I checked, and the SLZB-06P7 showed it is connected with Z2M. Therefore, I rebooted the adapter, and the Z2M stopped. I re-checked, and the SLZB-06P7 showed it is NOT connected with Z2M. When the Z2M watchdog kicked in, Z2M restarted, and the devices started to update their Last seen and SLZB-06P7 showing it is connected with Z2M. Logs attached Event3.zip

mrespin commented 1 month ago

Since restarting 30 minutes ago, there are only a few errors - extracted from the Log file: failed (Data request failed with error: 'No network route' (205))' - 4 times, network healing? failed (Timeout - 64685 - 1 - 8 - 6 - 11 after 10000ms)' - once failed with status '(0xc7: NWK_TABLE_FULL)' (expected '(0x00: SUCCESS)'))' - once failed (Data request failed with error: 'MAC channel access failure' (225))' - once Device Last seen (for less than a day) is about 50%, and it is growing up. The Last seen 1 day devices: after sending anything from exposes, the device Last seen becomes right now. All seems to be fine now.

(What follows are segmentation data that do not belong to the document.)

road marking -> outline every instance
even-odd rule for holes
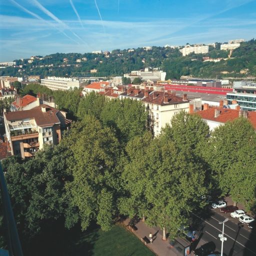
[[[249,240],[249,241],[250,241],[251,242],[252,242],[250,239],[249,239],[248,238],[244,236],[243,236],[242,234],[240,234],[240,236],[242,236],[244,237],[244,238],[246,238],[248,240]]]
[[[215,239],[216,239],[216,240],[217,240],[217,238],[215,236],[214,236],[212,234],[210,234],[208,232],[207,232],[207,231],[206,231],[206,233],[207,233],[208,234],[212,236],[214,238],[215,238]]]
[[[216,218],[214,218],[212,217],[212,216],[210,216],[211,218],[212,218],[214,220],[217,220],[218,222],[220,222],[221,220],[217,220]],[[232,230],[233,231],[234,231],[236,232],[236,231],[234,230],[233,230],[233,228],[232,228],[230,226],[228,226],[226,224],[225,226],[226,226],[227,228],[230,228],[231,230]]]
[[[214,228],[216,230],[217,230],[218,231],[219,231],[220,232],[220,233],[222,233],[222,231],[220,230],[218,228],[216,228],[215,226],[214,226],[213,225],[212,225],[210,223],[209,223],[208,222],[206,222],[206,220],[204,220],[202,219],[202,218],[201,218],[199,216],[198,216],[196,214],[194,214],[193,212],[191,212],[192,214],[194,215],[195,216],[196,216],[196,217],[198,217],[198,218],[200,218],[200,220],[202,220],[203,222],[206,222],[206,223],[207,223],[210,226],[212,226],[212,228]],[[252,251],[251,250],[249,249],[247,247],[246,247],[244,244],[242,244],[241,243],[239,242],[238,242],[234,238],[232,238],[231,236],[230,236],[228,234],[226,234],[225,233],[224,233],[224,234],[225,236],[228,236],[228,238],[231,238],[232,240],[233,240],[234,241],[236,242],[237,242],[238,244],[240,244],[241,246],[242,246],[242,247],[244,248],[246,248],[248,250],[250,250],[251,252],[252,252],[253,254],[254,254],[254,255],[256,255],[256,253],[255,253],[254,252]]]

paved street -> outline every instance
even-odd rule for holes
[[[220,214],[219,210],[212,210],[212,215],[204,220],[196,214],[202,222],[202,228],[198,236],[204,241],[214,242],[216,250],[221,250],[221,242],[218,234],[222,233],[222,225],[218,222],[228,217],[230,220],[225,223],[224,252],[228,256],[256,256],[256,232],[250,230],[247,224],[241,224],[238,219],[233,219],[230,214]]]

mrespin commented 4 weeks ago

Hi, Is there anything else I can do to help fix the problem? Thank you.

Koenkk commented 3 weeks ago

@mrespin looking at your logs, it seems there are some very spammy devices. This could lead to a DDOS on the network, especially 0xbc026efffea7f1e4 is spamming a lot, try removing it from the network.

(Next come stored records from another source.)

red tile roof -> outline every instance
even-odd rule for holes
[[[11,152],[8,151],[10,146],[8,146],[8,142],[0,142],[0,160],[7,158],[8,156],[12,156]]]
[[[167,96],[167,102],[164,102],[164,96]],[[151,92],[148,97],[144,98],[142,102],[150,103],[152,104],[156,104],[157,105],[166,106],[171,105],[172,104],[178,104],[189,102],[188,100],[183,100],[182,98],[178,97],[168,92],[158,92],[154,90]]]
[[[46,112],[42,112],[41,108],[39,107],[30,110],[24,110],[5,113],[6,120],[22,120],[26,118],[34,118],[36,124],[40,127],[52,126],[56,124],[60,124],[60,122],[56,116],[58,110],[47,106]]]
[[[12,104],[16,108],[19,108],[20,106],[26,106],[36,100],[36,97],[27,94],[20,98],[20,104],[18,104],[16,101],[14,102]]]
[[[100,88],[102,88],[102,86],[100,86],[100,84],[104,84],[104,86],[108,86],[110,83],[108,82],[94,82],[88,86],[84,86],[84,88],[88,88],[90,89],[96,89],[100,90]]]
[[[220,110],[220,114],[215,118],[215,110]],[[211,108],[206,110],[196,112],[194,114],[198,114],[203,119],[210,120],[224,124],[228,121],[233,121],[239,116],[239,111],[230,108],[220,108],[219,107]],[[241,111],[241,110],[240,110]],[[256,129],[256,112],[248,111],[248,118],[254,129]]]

mrespin commented 3 weeks ago

Thank you Koen, Your input helps significantly by showing me how to sort the network problems correctly. Moreover, It shows that devices are guilty, not your software, which works perfectly - thank you again. Where to look for suggestions, like you did, in Z2M logs or Wireshark logs? I am a bit confused as this device (0xbc026efffea7f1e4) shows as Last seen one week ago. If I look at MQTT Explorer for spammy devices, will I see suspects (devices that send too often)? How often can a device send data and be treated as a DDOS attack (how many messages per minute will be a safe distinction between a bit-spammy device and possible DDOS)? If I force delete the offline device and block it from pairing again, will it unpair itself when it comes online, or do I need to wait for the device to become online to unpair it (and block it from pairing again to remove the device from the network)? I am grateful for all your help.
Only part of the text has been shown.